Memur tayin hakkı, devlet memurlarının görev yerlerinin değiştirilmesi sürecini ifade eder. Bu süreç, çeşitli nedenlerle gerçekleşebilir ve memurun kariyer yolculuğunda önemli bir etken olabilir.
Dosyanın incelenmesinden; uzmanlık eğitimini tamamlayan davacının, eşinin X1 Üniversitesi’nde uzman olarak görev yaptığından bahisle, eş durumu mazereti dikkate alınarak Devlet hizmeti yükümlülüğü kapsamında Ankara iline atanması istemiyle yaptığı başvurunun, davacının kadro ve unvan olarak eşinden daha kıdemli olduğu gerekçesiyle reddedildiği anlaşılmaktadır.
Bu durumda, davacının, 217 sayılı Kanun Hükmünde Kararname Kapsamında bulunan Üniversitede memur kadrosunda çalışan eşinin başka yerde istihdamı mümkün olmadığı gibi, çalıştığı Kurumun başka bir yerde teşkilatı da bulunmadığından,
eş durumu mazereti gözetilerek Devlet hizmeti yükümlülüğü kapsamında Ankara iline atanması istemiyle yaptığı başvuru üzerine, davalı idare tarafından, eşinin çalıştığı Kurumla koordinasyon sağlayarak talebinin değerlendirmesi ve sonucuna göre işlem tesis edilmesi gerekmekte iken, eşi kendisinden unvan ve görev bakımından üstte olmadığı gerekçesiyle başvurunun reddedilmesine ilişkin işlemde hukuka uyarlık, işlemin iptali yolundaki Mahkeme kararında ise sonucu itibarıyla hukuki isabetsizlik görülmemiştir.

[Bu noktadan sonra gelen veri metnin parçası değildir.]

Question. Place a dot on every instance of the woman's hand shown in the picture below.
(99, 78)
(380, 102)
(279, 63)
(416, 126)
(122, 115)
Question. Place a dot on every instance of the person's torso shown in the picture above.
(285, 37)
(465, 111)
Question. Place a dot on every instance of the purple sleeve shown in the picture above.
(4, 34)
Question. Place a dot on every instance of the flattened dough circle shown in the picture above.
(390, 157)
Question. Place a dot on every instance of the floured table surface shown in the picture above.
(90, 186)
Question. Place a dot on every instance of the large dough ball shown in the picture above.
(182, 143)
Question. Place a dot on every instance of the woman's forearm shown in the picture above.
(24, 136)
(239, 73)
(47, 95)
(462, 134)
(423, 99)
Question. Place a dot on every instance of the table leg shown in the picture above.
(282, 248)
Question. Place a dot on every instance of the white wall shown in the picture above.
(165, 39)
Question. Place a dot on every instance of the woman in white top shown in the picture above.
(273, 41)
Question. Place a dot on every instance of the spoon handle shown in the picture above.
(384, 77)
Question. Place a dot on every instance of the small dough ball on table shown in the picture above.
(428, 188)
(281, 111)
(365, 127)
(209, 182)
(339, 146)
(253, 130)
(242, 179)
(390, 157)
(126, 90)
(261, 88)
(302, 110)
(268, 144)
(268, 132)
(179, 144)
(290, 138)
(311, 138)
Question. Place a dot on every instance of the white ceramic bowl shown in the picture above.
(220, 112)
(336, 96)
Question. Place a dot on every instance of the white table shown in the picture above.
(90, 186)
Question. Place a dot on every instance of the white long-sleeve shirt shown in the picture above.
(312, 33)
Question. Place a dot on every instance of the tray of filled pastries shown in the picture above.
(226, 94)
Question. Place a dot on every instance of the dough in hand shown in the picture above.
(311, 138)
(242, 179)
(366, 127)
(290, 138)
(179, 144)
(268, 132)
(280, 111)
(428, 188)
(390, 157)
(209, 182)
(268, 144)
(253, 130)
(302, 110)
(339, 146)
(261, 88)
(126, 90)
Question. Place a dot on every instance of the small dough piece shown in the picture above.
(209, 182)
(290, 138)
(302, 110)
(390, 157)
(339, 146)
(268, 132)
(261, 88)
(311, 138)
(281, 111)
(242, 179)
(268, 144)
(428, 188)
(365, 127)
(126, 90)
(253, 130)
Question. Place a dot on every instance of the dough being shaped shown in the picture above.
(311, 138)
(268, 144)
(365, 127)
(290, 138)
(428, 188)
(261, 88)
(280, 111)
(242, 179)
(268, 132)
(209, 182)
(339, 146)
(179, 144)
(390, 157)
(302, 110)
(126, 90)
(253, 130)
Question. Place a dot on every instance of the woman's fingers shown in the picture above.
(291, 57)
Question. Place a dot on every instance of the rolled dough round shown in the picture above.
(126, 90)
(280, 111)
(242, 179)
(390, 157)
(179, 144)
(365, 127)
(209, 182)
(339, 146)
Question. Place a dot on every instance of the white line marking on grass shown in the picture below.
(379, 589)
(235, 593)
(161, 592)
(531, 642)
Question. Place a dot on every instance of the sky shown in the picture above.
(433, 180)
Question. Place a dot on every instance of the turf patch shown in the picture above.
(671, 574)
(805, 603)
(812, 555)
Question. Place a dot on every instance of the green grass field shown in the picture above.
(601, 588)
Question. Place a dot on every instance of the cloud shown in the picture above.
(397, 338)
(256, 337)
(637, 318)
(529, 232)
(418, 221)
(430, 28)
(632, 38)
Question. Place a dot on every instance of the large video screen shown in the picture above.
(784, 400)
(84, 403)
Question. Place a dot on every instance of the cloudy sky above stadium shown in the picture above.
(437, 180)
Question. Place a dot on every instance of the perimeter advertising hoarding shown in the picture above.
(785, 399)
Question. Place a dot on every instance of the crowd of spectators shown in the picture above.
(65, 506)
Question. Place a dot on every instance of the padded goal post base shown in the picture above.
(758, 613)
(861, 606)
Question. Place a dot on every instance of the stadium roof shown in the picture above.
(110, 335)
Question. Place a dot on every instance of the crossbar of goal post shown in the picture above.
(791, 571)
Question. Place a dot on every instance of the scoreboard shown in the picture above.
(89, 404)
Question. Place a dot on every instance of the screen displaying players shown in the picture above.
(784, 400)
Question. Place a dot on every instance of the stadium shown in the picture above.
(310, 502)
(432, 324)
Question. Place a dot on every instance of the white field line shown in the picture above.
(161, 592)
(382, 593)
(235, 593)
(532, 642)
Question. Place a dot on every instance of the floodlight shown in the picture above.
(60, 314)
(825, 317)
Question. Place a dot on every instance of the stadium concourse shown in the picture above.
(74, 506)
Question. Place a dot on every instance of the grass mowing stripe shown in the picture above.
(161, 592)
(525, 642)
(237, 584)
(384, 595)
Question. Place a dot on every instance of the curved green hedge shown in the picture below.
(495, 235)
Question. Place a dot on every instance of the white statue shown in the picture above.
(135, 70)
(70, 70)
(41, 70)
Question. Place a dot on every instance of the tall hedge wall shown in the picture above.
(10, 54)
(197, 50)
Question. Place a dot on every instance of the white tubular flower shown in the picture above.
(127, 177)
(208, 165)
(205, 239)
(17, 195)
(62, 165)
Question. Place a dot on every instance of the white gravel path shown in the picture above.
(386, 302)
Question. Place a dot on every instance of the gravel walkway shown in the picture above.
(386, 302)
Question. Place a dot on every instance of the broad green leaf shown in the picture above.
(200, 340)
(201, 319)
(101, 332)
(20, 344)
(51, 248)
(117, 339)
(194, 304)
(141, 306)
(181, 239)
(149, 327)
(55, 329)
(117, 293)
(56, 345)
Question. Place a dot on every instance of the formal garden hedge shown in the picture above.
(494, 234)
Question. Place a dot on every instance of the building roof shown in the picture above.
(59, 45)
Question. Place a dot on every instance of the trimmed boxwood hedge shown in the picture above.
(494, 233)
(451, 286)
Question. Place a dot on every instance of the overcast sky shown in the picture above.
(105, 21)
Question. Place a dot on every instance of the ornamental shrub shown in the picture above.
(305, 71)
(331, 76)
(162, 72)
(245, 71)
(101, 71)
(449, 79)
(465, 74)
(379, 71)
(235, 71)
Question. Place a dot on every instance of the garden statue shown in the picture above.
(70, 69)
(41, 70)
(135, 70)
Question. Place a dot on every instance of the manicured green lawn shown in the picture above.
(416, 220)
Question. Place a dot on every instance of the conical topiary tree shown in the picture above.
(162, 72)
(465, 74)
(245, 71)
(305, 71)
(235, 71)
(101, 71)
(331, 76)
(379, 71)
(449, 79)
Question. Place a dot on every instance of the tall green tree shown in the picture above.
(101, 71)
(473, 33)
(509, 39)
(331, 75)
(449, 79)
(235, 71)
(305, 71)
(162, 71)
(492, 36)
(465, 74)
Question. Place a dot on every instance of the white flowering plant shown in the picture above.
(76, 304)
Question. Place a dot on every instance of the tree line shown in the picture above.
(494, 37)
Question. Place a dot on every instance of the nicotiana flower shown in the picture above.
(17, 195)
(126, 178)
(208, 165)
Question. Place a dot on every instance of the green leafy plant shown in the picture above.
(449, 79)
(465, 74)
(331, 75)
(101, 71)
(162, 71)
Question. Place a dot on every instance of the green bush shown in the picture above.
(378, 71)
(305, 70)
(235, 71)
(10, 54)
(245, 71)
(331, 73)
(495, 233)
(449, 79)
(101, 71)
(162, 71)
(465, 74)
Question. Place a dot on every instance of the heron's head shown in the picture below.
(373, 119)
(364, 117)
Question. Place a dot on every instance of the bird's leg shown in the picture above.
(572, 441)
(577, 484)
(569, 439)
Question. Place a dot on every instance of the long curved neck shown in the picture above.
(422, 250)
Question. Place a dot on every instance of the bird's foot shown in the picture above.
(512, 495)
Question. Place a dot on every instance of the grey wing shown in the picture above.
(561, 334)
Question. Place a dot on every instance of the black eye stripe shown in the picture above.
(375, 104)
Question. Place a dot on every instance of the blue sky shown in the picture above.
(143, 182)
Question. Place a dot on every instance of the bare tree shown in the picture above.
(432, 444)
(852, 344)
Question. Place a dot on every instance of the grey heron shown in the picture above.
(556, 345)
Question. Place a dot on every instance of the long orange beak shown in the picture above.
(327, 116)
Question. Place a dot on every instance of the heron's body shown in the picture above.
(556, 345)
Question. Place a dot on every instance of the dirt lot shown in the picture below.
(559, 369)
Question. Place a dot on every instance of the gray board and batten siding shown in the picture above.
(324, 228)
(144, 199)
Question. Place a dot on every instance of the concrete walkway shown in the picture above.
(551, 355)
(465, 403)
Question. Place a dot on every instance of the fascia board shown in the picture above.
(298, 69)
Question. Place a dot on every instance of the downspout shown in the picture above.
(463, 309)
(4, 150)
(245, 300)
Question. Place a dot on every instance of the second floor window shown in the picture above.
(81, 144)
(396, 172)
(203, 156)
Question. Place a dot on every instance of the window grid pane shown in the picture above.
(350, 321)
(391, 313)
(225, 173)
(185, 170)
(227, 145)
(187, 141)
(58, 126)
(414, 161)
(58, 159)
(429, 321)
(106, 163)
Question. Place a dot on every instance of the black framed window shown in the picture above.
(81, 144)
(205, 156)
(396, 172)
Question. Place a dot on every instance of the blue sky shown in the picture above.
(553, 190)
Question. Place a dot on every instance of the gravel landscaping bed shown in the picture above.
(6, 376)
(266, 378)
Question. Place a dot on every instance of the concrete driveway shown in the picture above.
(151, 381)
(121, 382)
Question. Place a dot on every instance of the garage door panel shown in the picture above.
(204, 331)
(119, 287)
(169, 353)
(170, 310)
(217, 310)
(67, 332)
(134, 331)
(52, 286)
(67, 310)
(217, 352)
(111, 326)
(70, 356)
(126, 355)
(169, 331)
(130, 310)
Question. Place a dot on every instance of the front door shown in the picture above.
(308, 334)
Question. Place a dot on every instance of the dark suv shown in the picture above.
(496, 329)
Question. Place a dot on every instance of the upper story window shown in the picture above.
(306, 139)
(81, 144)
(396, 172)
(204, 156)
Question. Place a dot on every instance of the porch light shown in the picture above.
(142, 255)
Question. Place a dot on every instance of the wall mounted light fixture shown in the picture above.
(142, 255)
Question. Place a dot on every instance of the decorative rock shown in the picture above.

Açıklanan nedenlerle, davalı İdarenin temyiz isteminin reddiyle, Ankara 13. İdare Mahkemesince verilen ve hüküm fıkrası itibarıyla hukuka uygun bulunan 04/07/2014 günlü, E:2013/1801; K:2014/1159 sayılı kararın yukarıda belirtilen gerekçeyle onanmasına; temyiz giderlerinin istemde bulunan davalı üzerinde bırakılmasına, 21/01/2016 tarihinde oyçokluğuyla karar verildi.
KARŞI OY:
Üniversitede görev yapan uzmanlar, kadro karşılığı sözleşmeli çalıştıklarından “memur” sayılmamaktadırlar. Davacının eşi, bu nedenle memur sayılamayacağından; davacı, eş durumu özrü yönünden Sağlık Bakanlığı Atama ve Nakil Yönetmeliğinin 20. maddesi kapsamında olmayıp 21. maddesi kapsamındadır. Bu maddeye göre ise, stratejik personel olması nedeniyle eş durumu özüründen yararlanması mümkün bulunmamaktadır.
Buna göre, davacının isteği yasal dayanaktan yoksun olup dava konusu işlemde hukuka aykırılık yoktur.
Kararın bozulması gerektiği görüşüyle onama kararına karşıyız.